Con questo non voglio negare l’eventuale importanza di una missionarietà “schierata”, ma voglio solo affermare di sentirmi più a mio agio in questa immagine, quella appunto di un semplice paio di occhiali che libera dalla fatica, avvicina più che allontanare, mette a fuoco ciò che ad occhio nudo appare annebbiato.

Anche la figura del Maestro di Nazaret può essere compresa in questa “ottica”: non è forse lui che ci permette di vedere l’eterno, di mettere a fuoco che siamo fatti per il divino e che nulla, neppure la morte, ci impedirà di vedere faccia a faccia Dio stesso? Approfittare di questa possibilità mi sembra una cosa bella, anche perché questo tipo di occhiali è … gratis!

Don Norberto

Luglio 2012 – Quattro anni dopo
Non sono più nella situazione di essere a disagio con un paio di occhiali perché ora sono nelle condizione  … di non poterne più fare a meno! Fanno parte del mio look e sono essenziali se voglio leggere o scrivere. Cerco di tenerli sempre a portata di mano, sulla fronte, nell’astuccio o infilati nel cordino che tiene il crocifisso. Faccio così per non andare in panico soprattutto quando devo celebrare la Messa. Dovendo girare tra le varie chiese, mi capita di trovarmi senza occhiali. Mi dico:“Ed ora come faccio a leggere i testi del messale o gli appunti per la predica?”. Grazie a Dio nelle sacrestie o in chiesa c’è sempre qualcuno che porta occhiali analoghi ai miei e questo mi salva. Mi rendo conto di come delle lenti possano determinare l’agire di una persona. Come si faceva  nel passato quando l’uso delle lenti era riservato alle classi sociali più elevate?

Con l’andare del tempo anche nella vita interiore c’è il rischio di perdere la capacità di vedere “secondo lo Spirito”, di diminuire cioè le diottrie spirituali: niente di rotto ovviamente però … si vive male.
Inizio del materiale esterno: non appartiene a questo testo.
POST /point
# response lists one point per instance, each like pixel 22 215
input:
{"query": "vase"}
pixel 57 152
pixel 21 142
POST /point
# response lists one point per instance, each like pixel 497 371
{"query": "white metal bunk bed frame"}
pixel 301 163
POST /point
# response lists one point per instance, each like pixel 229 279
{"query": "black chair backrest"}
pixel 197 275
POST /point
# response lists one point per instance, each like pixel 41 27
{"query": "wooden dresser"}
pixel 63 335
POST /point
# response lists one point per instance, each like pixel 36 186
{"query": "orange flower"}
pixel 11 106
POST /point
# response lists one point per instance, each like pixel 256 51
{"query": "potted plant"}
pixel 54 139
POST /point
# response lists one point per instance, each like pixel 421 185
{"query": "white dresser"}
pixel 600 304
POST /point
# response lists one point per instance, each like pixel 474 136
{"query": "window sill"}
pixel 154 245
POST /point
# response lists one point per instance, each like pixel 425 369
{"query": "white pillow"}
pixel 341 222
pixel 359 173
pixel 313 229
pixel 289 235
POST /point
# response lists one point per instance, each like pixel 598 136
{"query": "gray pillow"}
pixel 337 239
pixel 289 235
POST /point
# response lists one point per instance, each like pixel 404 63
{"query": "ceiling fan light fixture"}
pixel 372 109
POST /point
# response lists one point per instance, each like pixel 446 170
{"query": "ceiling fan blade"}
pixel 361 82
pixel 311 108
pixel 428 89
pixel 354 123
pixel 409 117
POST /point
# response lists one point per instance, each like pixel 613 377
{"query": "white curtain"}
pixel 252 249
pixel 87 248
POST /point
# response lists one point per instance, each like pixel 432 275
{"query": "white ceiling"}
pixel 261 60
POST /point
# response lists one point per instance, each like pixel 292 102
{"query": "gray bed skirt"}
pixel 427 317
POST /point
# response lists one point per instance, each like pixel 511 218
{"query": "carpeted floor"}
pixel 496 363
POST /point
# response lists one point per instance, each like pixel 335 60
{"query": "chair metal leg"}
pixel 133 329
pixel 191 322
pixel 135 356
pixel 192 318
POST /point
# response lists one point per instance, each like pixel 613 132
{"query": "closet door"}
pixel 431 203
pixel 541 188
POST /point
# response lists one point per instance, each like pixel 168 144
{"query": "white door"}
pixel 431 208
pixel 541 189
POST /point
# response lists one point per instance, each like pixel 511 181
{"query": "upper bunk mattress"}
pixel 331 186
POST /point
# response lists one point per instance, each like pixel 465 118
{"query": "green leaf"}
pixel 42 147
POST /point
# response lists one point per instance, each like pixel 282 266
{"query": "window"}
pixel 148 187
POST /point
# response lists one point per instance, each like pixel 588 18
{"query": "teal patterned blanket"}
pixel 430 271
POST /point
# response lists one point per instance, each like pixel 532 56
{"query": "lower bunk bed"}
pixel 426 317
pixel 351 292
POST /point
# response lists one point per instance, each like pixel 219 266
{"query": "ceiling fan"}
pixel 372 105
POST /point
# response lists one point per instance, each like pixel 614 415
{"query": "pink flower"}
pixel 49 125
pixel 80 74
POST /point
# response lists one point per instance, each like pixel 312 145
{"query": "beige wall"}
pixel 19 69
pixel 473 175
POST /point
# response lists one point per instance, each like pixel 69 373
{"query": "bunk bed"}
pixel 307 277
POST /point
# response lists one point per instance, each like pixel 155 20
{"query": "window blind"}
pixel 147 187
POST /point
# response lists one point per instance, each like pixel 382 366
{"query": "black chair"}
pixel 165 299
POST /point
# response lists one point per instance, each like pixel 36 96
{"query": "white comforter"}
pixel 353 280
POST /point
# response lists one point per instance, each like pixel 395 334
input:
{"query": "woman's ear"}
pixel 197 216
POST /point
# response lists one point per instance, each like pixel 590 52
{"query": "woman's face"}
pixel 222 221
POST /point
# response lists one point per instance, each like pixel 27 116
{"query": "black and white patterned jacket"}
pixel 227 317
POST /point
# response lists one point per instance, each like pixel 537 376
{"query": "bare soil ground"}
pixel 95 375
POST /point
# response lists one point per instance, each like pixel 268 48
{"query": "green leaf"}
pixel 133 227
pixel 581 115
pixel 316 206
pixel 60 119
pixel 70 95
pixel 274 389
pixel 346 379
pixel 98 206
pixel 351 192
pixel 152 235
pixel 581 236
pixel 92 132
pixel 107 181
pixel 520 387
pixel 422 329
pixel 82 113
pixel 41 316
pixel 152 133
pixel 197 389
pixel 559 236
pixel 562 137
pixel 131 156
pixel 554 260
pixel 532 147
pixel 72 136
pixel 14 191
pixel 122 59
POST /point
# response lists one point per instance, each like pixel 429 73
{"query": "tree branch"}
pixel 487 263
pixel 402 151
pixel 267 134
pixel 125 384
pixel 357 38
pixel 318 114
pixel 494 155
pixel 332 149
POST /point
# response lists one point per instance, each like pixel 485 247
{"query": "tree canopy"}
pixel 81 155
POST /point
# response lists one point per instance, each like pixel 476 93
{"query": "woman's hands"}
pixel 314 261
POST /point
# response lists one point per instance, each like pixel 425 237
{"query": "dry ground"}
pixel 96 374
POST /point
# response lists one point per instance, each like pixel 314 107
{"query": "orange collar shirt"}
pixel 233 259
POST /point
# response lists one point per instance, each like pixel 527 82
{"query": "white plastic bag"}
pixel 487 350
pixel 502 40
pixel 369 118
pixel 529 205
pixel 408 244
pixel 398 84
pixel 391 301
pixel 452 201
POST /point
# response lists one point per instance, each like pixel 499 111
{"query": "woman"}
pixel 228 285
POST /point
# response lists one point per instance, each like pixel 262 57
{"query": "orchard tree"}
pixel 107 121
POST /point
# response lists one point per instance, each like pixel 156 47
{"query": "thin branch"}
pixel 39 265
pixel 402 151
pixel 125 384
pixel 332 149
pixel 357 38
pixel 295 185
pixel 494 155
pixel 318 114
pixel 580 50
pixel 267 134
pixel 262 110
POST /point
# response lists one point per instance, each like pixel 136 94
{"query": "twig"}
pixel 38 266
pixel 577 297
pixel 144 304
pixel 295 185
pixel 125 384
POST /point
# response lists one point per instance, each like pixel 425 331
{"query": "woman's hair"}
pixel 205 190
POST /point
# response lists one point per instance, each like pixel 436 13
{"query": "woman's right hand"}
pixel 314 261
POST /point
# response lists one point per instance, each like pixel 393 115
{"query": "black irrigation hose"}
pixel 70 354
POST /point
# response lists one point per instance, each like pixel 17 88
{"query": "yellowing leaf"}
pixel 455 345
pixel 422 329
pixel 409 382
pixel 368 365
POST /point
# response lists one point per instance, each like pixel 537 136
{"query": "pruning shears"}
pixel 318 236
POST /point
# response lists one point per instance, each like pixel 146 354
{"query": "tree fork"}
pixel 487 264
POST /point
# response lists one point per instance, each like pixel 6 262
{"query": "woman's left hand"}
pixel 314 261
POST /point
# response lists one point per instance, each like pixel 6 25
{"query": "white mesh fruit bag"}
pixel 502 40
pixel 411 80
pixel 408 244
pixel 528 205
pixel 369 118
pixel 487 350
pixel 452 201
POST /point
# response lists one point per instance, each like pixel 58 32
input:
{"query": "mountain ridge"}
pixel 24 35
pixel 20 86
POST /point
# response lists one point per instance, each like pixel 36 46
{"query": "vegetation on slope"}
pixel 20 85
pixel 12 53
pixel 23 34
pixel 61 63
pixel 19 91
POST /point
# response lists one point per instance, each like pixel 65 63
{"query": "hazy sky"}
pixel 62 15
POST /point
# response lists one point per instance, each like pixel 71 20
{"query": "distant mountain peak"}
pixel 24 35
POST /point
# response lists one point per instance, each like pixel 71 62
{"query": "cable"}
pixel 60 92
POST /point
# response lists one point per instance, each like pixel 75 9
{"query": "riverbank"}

Mi accorgo subito quando la cura del silenzio o della preghiera sono al minimo perché  aumenta il grado di nervosismo e di intolleranza: cosa è questo se non un abbassamento della vista?  La perdita della vista spirituale comincia quando si smette di guardare negli occhi il maestro, espressione che prendo quasi alla lettera, perché avverto che sia proprio così. Quando si sente di essere guardati dal buon Dio, anche la capacità di vedere la realtà diventa più nitida. Mi accorgo allora che le parole escono più sciolte, riesco a dire cose impensabili che stupiscono anche me. Intravedere meglio il mondo di Dio porta così a parlarne in un modo più chiaro e immediato.  E’ sempre Lui che mi mette occhiali giusti, grazie ad un testo che leggo o a un dialogo che avviene tra persone. I gesti del prete, nelle forme liturgiche  o in quelle più normali, assomigliano allora al movimento quasi meccanico di prendere gli occhiali, talvolta di farli scendere dalla nuca, altre volte dall’astuccio.

Davanti a ciò che non vedo o che non capisco mi succede improvvisamente una illuminazione ed esco dalla nebbia, mi diventa tutto più chiaro. Quando ciò avviene mi piace pensarlo come il simpatico gesto del Buon Dio che mi dice. “Prendi questi occhiali che ci vedrai meglio”. E se Dio fosse venuto sulla terra per darci finalmente gli occhiali giusti?